I feel like a lot of it isn’t fair to throw in my face when I never dogged him for motivation having a job for 6 months. Or that he lives with his brother or even that he has 500$ to his name.

It honestly feels like he’s always finding something new to hold over me. Adding that he doesn’t want to need to support me financially (he’s never supported me financially and trust me I have way more than 500$ saved) Lately, he’s even started straight-up telling me when I’m being “annoying.” Even getting mad at me for not being able to pick a restaurant to eat at (a pretty standard problem for every relationship 💩) I don’t know what to do anymore. I am trying to figure my life out, but having someone constantly threaten me or criticize me while I’m doing it… it’s exhausting. It makes me feel completely defeated.


TL;DR;: I (23F) have been dating my boyfriend (26M) for 10 months, and lately I feel more criticized than supported in our relationship. I struggle with CPTSD and know I have personal challenges to work on, but instead of feeling encouraged, I feel like my boyfriend constantly points out my flaws—my job, my living situation, even my emotional responses. He’s made harsh comments, threatened to break up over things like not having a license (which I’ve since gotten), and dismissed my efforts to save money as “greedy.” Meanwhile, I never judged him for not working for months or living rent-free. I’m trying to grow, but the constant pressure, comparisons, and conditional affection are making me feel defeated and unsure of where I stand.

Comments

  1. CafeteriaMonitor Avatar

    It’s been 10 months. You should feel really embraced and cherished and supported by your partner.
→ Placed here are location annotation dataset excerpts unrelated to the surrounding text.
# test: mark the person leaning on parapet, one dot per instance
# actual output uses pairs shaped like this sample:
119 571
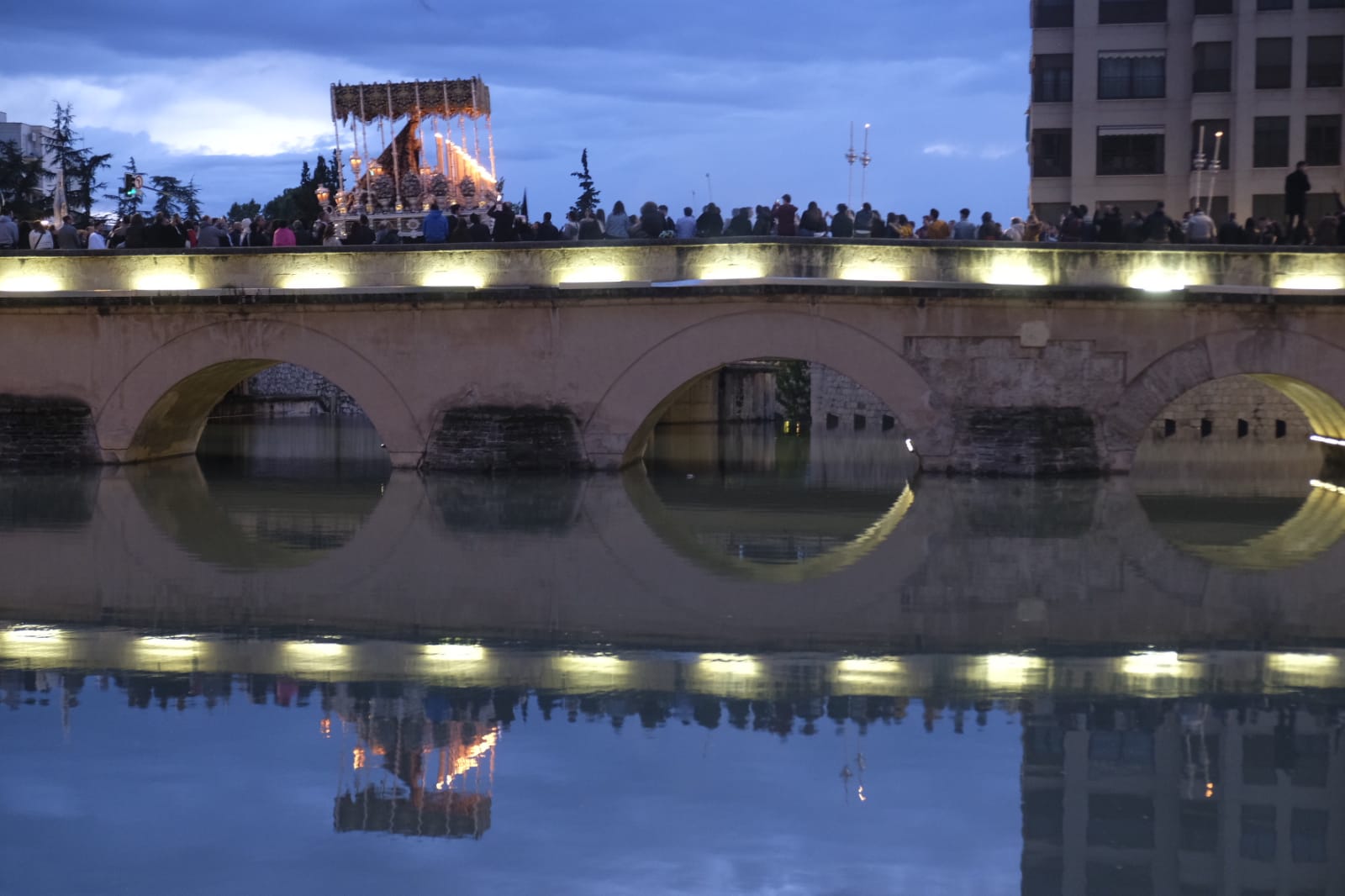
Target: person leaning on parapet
435 228
965 228
8 232
67 237
1200 228
1295 195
Like they love who you are and fully accept and embrace you. You shouldn’t feel like they are trying to change you or don’t even like you and are annoyed by you a whole bunch. Any time you feel like a partner holds that sort of animosity to you on a recurring basis, you should break up with them. Somebody who feels like that is never going to treat you right. A good relationship will feel way different.

  2. Nige78 Avatar

    Let him leave.
    I’m sure you can do better.

  3. MrsThor Avatar

    This guy sucks. Please leave him. A good partner would never say or do these things to you.in fact, this feels manipulative and emotionally abusive. I have a 12 year happy marriage. My wife has always supported me with my CPTSD. I can’t imagine if she had treated me the way your boyfri3nd has. I’m sending you a big hug.

  4. ObjectNo8462 Avatar

    I think in the process of laying all this out, you’ve kind of answered your own question. He sounds like he’s kind of emotionally immature. And hasn’t made any efforts to establish himself financially or career wise…while placing all these expectations and conditions on you, even though it sounds like you’re the one actually being pragmatic/realistic about your finances. Not sure how that equates to being greedy. Weird take.

    10 months is early days but it’s also long enough to have a sense of what kind of person he is, and if he’s the right person to navigate through life’s challenges with you in a supportive and caring way. From an outside perspective…it doesn’t sound like he is.

  5. Salanth Avatar

    10 months too long. He’s belittling you and always needs to feel superior. That’s not a boyfriend, he wants to be your owner. Get out.

  6. magical_realist Avatar

    What you’re describing is emotional abuse. No matter what you do, it’s not going to get better. He’ll just find something new to hold over your head so he can constantly keep you on the defensive.

  7. gdubh Avatar

    Kick him to the curb. Find somebody who likes you and encourages you.